The European Commission has piled pressure on Mr Orban since the start of the year after his administration passed laws on media, the courts and the central bank that Brussels and other critics say undermine their independence and breach EU rules.

The EU and IMF have told Hungary to change what is seen as the biggest stumbling block, the central bank law, as a prerequisite to talks on any loan package.

Mr Orban, dubbed "the Viktator" by critics who fret over his efforts to centralise power, has said his government would rework several laws but the decision would be up to parliament, which his Fidesz party controls.

Financial markets are looking for proof that Mr Orban is serious, particularly after thousands of Hungarians marched in support of his policies on Saturday. He said the cabinet would work out the details by today, a day before he heads to Brussels to meet European Commission president Jose Manuel Barroso.

When asked if media estimates that the package could be for up to €20 billion, Mr Orban's state secretary Mihaly Varga said they were probably not far off.
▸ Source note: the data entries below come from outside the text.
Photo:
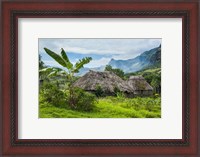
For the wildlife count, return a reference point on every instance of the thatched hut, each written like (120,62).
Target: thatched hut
(139,85)
(109,82)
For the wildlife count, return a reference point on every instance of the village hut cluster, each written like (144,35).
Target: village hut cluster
(108,81)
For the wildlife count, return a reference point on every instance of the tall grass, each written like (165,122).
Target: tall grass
(108,107)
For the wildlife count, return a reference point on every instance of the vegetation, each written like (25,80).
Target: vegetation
(108,107)
(64,61)
(59,99)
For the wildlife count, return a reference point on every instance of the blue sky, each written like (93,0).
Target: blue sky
(101,50)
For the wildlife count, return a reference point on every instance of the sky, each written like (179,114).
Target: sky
(101,50)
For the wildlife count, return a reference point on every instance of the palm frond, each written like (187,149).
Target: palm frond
(56,57)
(66,59)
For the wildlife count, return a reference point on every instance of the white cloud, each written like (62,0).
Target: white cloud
(99,46)
(98,63)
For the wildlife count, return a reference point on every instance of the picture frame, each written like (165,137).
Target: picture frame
(13,10)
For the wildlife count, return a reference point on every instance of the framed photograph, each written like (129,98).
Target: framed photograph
(99,78)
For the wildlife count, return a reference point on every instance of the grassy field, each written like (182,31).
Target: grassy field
(108,107)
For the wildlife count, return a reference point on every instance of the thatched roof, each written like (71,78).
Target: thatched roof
(138,83)
(109,81)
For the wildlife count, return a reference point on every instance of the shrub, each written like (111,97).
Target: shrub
(99,92)
(83,101)
(51,94)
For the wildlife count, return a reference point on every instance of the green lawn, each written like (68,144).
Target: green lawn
(108,107)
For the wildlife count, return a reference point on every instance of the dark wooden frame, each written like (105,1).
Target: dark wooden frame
(13,10)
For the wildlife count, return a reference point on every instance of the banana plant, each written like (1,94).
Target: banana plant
(64,61)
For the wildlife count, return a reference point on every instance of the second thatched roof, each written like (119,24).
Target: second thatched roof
(108,81)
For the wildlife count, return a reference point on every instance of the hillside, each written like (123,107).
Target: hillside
(151,58)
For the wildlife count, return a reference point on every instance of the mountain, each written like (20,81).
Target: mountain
(148,59)
(151,58)
(84,70)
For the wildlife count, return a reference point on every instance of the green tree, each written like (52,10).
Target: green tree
(64,61)
(41,63)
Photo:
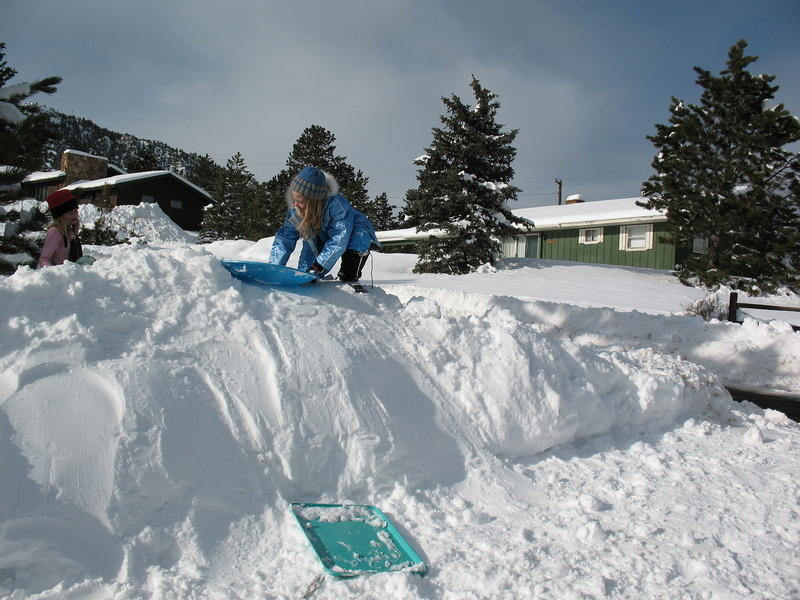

He added he did not expect the EU and IMF to demand the government change one of its policy cornerstones, a flat tax it has enshrined in an overhaul of the constitution that came into force on January 1st.

"I would be surprised if the EU or IMF had objections to (the flat tax) or would regard it as a precondition," Mr Varga said.

The commission launched infringement procedures against Budapest last week, zeroing in on the central bank law, which allows for the merger of the bank with the financial regulator and lets Mr Orban name a third deputy governor among other changes.